Industrial Activity Grinds to a Halt
Former Prime Minister Ralph Gonsalves has raised alarms over a significant industrial and economic slowdown, claiming that the nation’s productivity has stalled under the weight of new government policies and IMF-backed austerity measures.
Describing the current state of the country as “dead,” Gonsalves highlighted a sharp decline in industrial activity, particularly within the construction and transport sectors.
He noted that the “big trucks” that once frequented the roads are now largely absent, and traffic at Rabacca a primary source for construction materials has dwindled to almost nothing. “The workers who used to have to work late and get overtime, none of that available now, you know, because things gone slow, slow, slow,” he stated.
Gonsalves attributed this industrial stagnation to a shift in fiscal policy that prioritizes debt reduction over economic growth. He argued that the government’s plan to “slash capital projects” has removed the primary engine for job creation and development.
According to Gonsalves, the administration is pursuing a policy of “wage moderation” and “natural attrition” allowing public sector roles to go unfilled which further reduces the circulation of money in the economy.
He specifically took aim at the IMF’s recommendation to discourage public investment in “marketable assets,” such as Vinlec, the port, and the airport.
Gonsalves countered this by citing a 2008 World Bank “Growth Report,” arguing that public investment in infrastructure “crowds in” private sector activity rather than displacing it.
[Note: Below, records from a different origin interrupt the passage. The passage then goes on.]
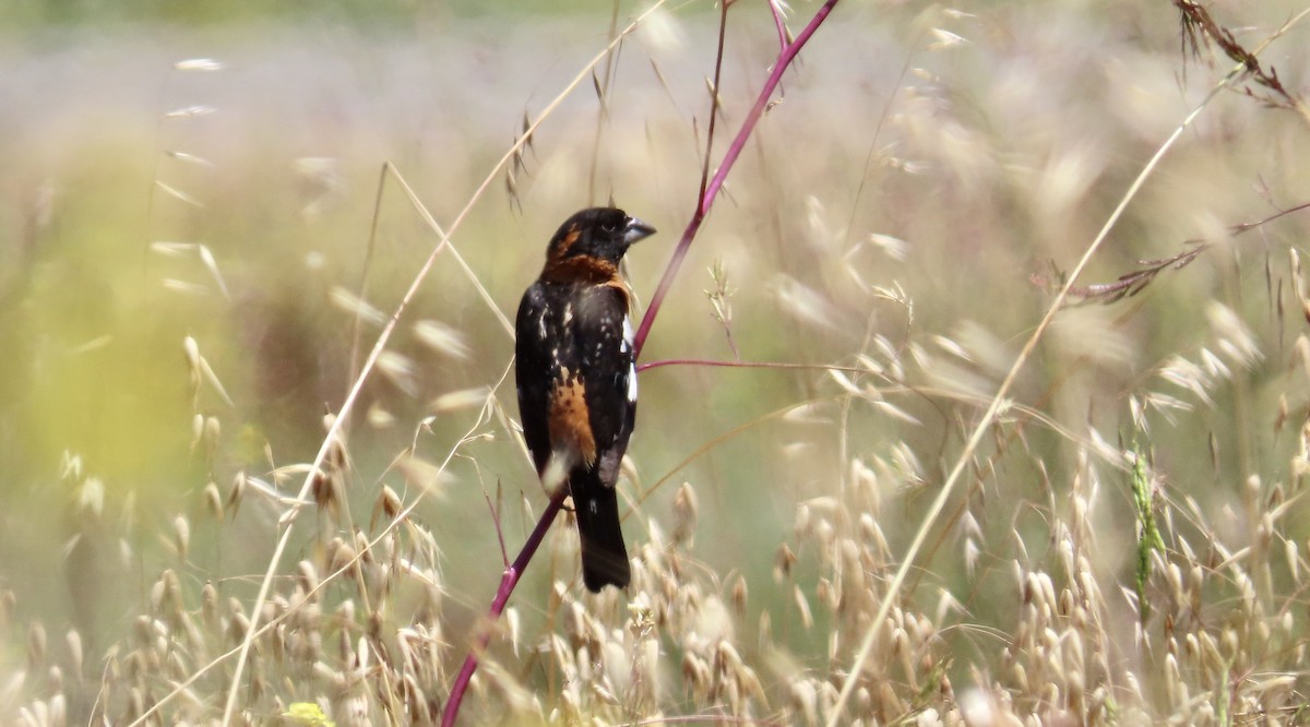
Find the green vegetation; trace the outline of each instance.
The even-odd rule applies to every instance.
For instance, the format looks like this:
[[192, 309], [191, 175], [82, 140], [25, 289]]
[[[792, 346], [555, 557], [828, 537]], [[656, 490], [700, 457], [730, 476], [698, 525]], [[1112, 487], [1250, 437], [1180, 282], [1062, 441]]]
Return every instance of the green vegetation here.
[[[804, 365], [645, 371], [631, 589], [584, 592], [566, 515], [487, 624], [548, 499], [503, 317], [609, 198], [660, 229], [650, 301], [718, 28], [664, 8], [593, 83], [610, 8], [478, 8], [0, 10], [33, 31], [0, 81], [0, 723], [216, 722], [255, 616], [241, 723], [430, 723], [483, 629], [464, 724], [1306, 719], [1300, 16], [840, 4], [642, 355]], [[776, 48], [731, 7], [711, 158]], [[313, 470], [424, 211], [493, 172]]]

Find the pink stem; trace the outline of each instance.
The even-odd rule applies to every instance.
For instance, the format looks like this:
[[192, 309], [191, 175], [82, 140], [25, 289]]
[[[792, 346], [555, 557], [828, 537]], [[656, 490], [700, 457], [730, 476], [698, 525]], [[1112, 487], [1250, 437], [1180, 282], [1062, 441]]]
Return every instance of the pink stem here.
[[[714, 204], [714, 198], [719, 194], [719, 187], [723, 186], [723, 179], [727, 178], [728, 172], [732, 165], [736, 164], [738, 156], [741, 155], [741, 149], [745, 148], [747, 139], [751, 138], [751, 132], [755, 131], [755, 124], [758, 123], [760, 117], [764, 114], [764, 107], [769, 105], [769, 97], [773, 96], [774, 89], [778, 88], [778, 83], [782, 81], [782, 73], [791, 64], [791, 59], [800, 52], [800, 48], [810, 41], [815, 30], [828, 18], [832, 13], [833, 5], [837, 0], [827, 0], [815, 17], [810, 20], [806, 29], [796, 35], [796, 39], [785, 45], [782, 52], [778, 54], [778, 60], [773, 63], [773, 72], [769, 73], [769, 79], [764, 83], [764, 88], [760, 89], [760, 96], [755, 100], [755, 106], [751, 107], [751, 113], [747, 115], [745, 121], [741, 123], [741, 130], [738, 131], [736, 139], [728, 147], [726, 155], [723, 155], [723, 161], [719, 164], [719, 169], [714, 173], [714, 178], [710, 179], [710, 185], [705, 189], [705, 194], [701, 196], [696, 206], [696, 212], [692, 215], [692, 221], [688, 223], [686, 229], [683, 232], [683, 238], [679, 241], [677, 248], [673, 249], [673, 257], [668, 261], [668, 267], [664, 269], [664, 276], [660, 278], [659, 286], [655, 288], [655, 295], [651, 296], [650, 308], [646, 309], [646, 316], [642, 317], [642, 325], [637, 329], [637, 337], [633, 342], [633, 347], [638, 354], [642, 351], [642, 346], [646, 343], [646, 337], [650, 334], [651, 325], [655, 322], [655, 314], [659, 313], [660, 304], [664, 303], [664, 296], [668, 295], [668, 288], [673, 284], [673, 278], [677, 276], [677, 270], [683, 266], [683, 259], [686, 257], [686, 250], [692, 248], [692, 240], [696, 238], [696, 233], [701, 229], [701, 223], [705, 221], [705, 215], [709, 214], [710, 207]], [[715, 89], [717, 92], [717, 89]]]
[[[664, 296], [668, 293], [668, 288], [673, 283], [673, 276], [677, 274], [677, 269], [683, 265], [683, 258], [686, 257], [686, 250], [692, 246], [692, 240], [696, 238], [696, 233], [701, 228], [701, 221], [705, 220], [705, 215], [714, 204], [714, 198], [719, 194], [719, 187], [723, 186], [723, 179], [727, 178], [728, 172], [736, 162], [738, 156], [741, 155], [741, 149], [745, 147], [747, 139], [755, 130], [755, 124], [764, 114], [764, 107], [768, 105], [769, 97], [773, 96], [773, 90], [778, 88], [778, 83], [782, 80], [782, 73], [787, 69], [787, 65], [800, 51], [802, 46], [810, 41], [810, 37], [814, 35], [815, 30], [817, 30], [823, 21], [827, 20], [828, 14], [832, 13], [832, 8], [836, 4], [837, 0], [827, 0], [823, 7], [819, 8], [819, 12], [815, 13], [810, 25], [807, 25], [806, 29], [796, 35], [795, 41], [783, 45], [782, 51], [778, 54], [778, 59], [773, 64], [773, 72], [769, 73], [769, 79], [765, 81], [764, 89], [760, 92], [760, 97], [756, 100], [749, 115], [741, 124], [741, 131], [739, 131], [736, 139], [732, 140], [727, 153], [723, 156], [723, 161], [719, 164], [719, 169], [714, 173], [714, 178], [710, 179], [709, 186], [705, 189], [705, 194], [701, 195], [696, 207], [696, 214], [692, 216], [690, 224], [686, 225], [686, 231], [683, 232], [683, 240], [677, 244], [677, 249], [673, 250], [673, 258], [664, 270], [664, 276], [660, 279], [659, 287], [655, 289], [655, 296], [651, 297], [651, 305], [646, 309], [646, 316], [642, 318], [642, 325], [637, 330], [637, 337], [633, 345], [637, 354], [641, 354], [642, 345], [646, 342], [646, 335], [650, 333], [651, 324], [655, 321], [655, 314], [659, 312], [660, 303], [663, 303]], [[715, 93], [717, 92], [718, 89], [715, 89]], [[528, 541], [523, 544], [523, 550], [519, 551], [519, 557], [514, 559], [514, 563], [504, 571], [504, 575], [500, 576], [500, 587], [496, 588], [495, 599], [493, 599], [491, 608], [487, 610], [487, 625], [494, 624], [500, 618], [506, 604], [510, 603], [510, 595], [514, 593], [514, 587], [519, 584], [519, 578], [523, 576], [523, 571], [527, 570], [532, 557], [536, 555], [542, 538], [546, 537], [546, 531], [550, 529], [550, 525], [555, 521], [555, 516], [559, 515], [559, 508], [563, 507], [565, 496], [567, 494], [569, 490], [566, 487], [561, 487], [559, 491], [550, 498], [545, 512], [542, 512], [541, 519], [537, 520], [537, 527], [532, 529], [532, 534], [528, 536]], [[445, 710], [441, 713], [443, 727], [453, 727], [455, 719], [460, 714], [460, 705], [464, 702], [464, 693], [469, 688], [473, 672], [478, 668], [478, 658], [486, 648], [490, 639], [490, 627], [485, 626], [473, 648], [470, 648], [468, 656], [464, 658], [460, 673], [455, 677], [455, 685], [451, 686], [451, 697], [445, 701]]]
[[478, 635], [477, 643], [469, 650], [469, 655], [464, 658], [460, 673], [455, 676], [455, 685], [451, 686], [451, 698], [445, 701], [445, 710], [441, 713], [441, 727], [455, 726], [455, 718], [460, 714], [460, 702], [464, 701], [464, 692], [468, 690], [469, 681], [473, 680], [473, 672], [478, 668], [478, 656], [486, 650], [487, 642], [491, 641], [490, 625], [504, 613], [504, 605], [510, 603], [514, 587], [519, 584], [523, 571], [528, 569], [528, 562], [536, 555], [537, 548], [541, 546], [542, 538], [546, 537], [546, 531], [555, 521], [555, 515], [559, 515], [559, 508], [563, 507], [565, 496], [567, 495], [569, 489], [559, 487], [554, 496], [550, 498], [550, 502], [546, 503], [546, 511], [541, 513], [537, 527], [532, 529], [528, 541], [523, 544], [519, 557], [514, 559], [514, 563], [500, 576], [500, 587], [496, 588], [495, 599], [491, 600], [491, 608], [487, 610], [487, 624]]

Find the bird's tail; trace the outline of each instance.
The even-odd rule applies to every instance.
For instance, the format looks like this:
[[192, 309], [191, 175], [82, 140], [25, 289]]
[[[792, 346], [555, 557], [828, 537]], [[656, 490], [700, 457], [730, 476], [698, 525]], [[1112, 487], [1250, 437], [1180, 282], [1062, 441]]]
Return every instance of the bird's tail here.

Without these state-led projects, he warned, the private sector including contractors, plumbers, and electricians will continue to suffer.
While the IMF has projected a growth rate of 2.7% for the year, Gonsalves expressed deep skepticism, suggesting the actual figures will be much lower due to the current industrial climate. He characterized the government’s approach as “anti-developmental” and warned that imposing austerity on a small island nation would lead to “chaos and disorder”.
“The only way out,” Gonsalves maintained, “is to grow out of any challenges we have” through fiscal enterprise and public investment, rather than the “bitter medicine” of the IMF.